А, собственно говоря, ничего и не было. Они просто сидели, Таня растерянно водила пальцами по своим коленям, немного загорелым и не соприкасавшимся. Наконец, она стала рассказывать:
— В тот день, под вечер, ко мне пришла Валентина и сказала, что надо обязательно обмыть её отпуск, что она страдает от ужасного одиночества, потому что муж ушёл на дежурство. А денег у неё нет ни копейки, и водки тоже нет. Но есть желание гульнуть — есть, причём такое сильное, что места себе не находит.
— И ты её пожалела.
— Мне было скучно… но, чтобы устроить пьянку на мои деньги, или у меня дома — не могло быть и речи. Мы поторговались и решили снять только одного мужика и оттянуться дома у Вальки.
— Всего, одного? Скромненько…
— Один мужик на двоих — это романтично и безопасно, потому что Валькин муж, он у неё ужасно ревнивый и драчливый…
— Вот оно что! Он же сержант вневедомственной охраны. Дежурит по ночам.
— Поэтому нам и нужен был один. На тот случай, что если Лёнечка — этот вредный и подозрительный милиционерчик, вдруг нарисуется с проверкой, он увидит, что в гости к его жене зашла подруга со своим женихом.

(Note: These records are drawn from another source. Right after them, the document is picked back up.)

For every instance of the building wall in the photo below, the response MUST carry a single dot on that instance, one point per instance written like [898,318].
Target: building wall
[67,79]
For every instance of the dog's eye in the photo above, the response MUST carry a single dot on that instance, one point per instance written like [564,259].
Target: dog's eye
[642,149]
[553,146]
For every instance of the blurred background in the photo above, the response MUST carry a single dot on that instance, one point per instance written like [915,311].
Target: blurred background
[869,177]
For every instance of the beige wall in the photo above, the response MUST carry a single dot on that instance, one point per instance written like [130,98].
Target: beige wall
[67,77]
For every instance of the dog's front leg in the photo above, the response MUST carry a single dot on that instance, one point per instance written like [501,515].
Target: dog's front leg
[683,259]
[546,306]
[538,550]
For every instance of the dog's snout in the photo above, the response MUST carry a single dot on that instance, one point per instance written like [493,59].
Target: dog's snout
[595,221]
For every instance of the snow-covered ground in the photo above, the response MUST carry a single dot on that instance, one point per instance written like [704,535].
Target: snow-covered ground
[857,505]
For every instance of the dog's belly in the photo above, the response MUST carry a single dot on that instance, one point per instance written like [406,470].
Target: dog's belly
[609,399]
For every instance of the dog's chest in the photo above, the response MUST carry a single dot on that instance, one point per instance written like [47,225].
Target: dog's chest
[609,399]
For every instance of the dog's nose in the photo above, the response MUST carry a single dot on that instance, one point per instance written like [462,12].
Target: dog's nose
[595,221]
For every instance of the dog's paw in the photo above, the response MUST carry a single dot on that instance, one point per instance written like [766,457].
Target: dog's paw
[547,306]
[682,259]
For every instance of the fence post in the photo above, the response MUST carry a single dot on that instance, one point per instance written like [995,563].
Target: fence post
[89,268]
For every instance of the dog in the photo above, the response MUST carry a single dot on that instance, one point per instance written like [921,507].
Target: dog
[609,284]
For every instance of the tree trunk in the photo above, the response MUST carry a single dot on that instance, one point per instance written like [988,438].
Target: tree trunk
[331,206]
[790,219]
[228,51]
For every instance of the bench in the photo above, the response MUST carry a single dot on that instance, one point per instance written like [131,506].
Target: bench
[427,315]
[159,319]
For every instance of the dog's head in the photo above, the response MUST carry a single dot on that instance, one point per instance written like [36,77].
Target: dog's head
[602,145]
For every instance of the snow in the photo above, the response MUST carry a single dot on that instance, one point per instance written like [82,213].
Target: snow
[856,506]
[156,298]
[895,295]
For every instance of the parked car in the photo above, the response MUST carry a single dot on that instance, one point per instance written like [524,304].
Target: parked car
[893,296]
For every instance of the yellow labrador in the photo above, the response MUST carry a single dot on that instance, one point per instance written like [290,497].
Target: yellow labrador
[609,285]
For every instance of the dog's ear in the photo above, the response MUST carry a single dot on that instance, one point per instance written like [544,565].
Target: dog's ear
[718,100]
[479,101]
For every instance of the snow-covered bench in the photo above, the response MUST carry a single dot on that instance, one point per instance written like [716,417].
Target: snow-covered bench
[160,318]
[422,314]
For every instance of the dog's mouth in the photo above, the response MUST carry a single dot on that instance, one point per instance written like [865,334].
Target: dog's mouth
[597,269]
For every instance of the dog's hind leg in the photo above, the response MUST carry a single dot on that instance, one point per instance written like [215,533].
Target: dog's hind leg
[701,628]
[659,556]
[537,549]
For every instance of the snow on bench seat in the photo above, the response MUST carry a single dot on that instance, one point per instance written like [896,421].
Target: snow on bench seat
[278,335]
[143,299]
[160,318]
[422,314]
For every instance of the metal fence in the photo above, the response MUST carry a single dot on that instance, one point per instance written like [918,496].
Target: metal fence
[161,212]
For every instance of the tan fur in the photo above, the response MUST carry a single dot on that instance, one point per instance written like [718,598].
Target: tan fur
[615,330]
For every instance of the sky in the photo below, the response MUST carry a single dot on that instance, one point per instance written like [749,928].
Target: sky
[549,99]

— Не романтично, а цинично.
— Цинично — это теперь, издалека, а тот вечер был тёплый и печальный. В такие летние вечера мне всегда хочется умереть, или жить вечно — я люблю летние вечера… покрутились мы с подругой возле винного магазина всего лишь часик, и подцепили то, что нам было нужно: красивого и крепкого мужика с деньгами. А, главное, с резвостью и с наглостью в манерах. Пришли к Валентине, выпили за знакомство первую бутылку, поговорили с Виктором о том, сём… объяснили ему, что он будет мой жених, на тот случай, если вдруг Лёнька, то есть Валькин муж, вдруг завалится… Глядь! Валька вторую бутылку уже открывает. Из тех двух, что наш кавалер на вечер купил. Я ей замечаю, чтобы водку непрестанно не трогала, а лучше пошла бы, сходила, полчасика погуляла, да и купила бы к столу ещё что-нибудь. А Виктора, я, тут же, в бок толкнула, чтобы дал даме денег.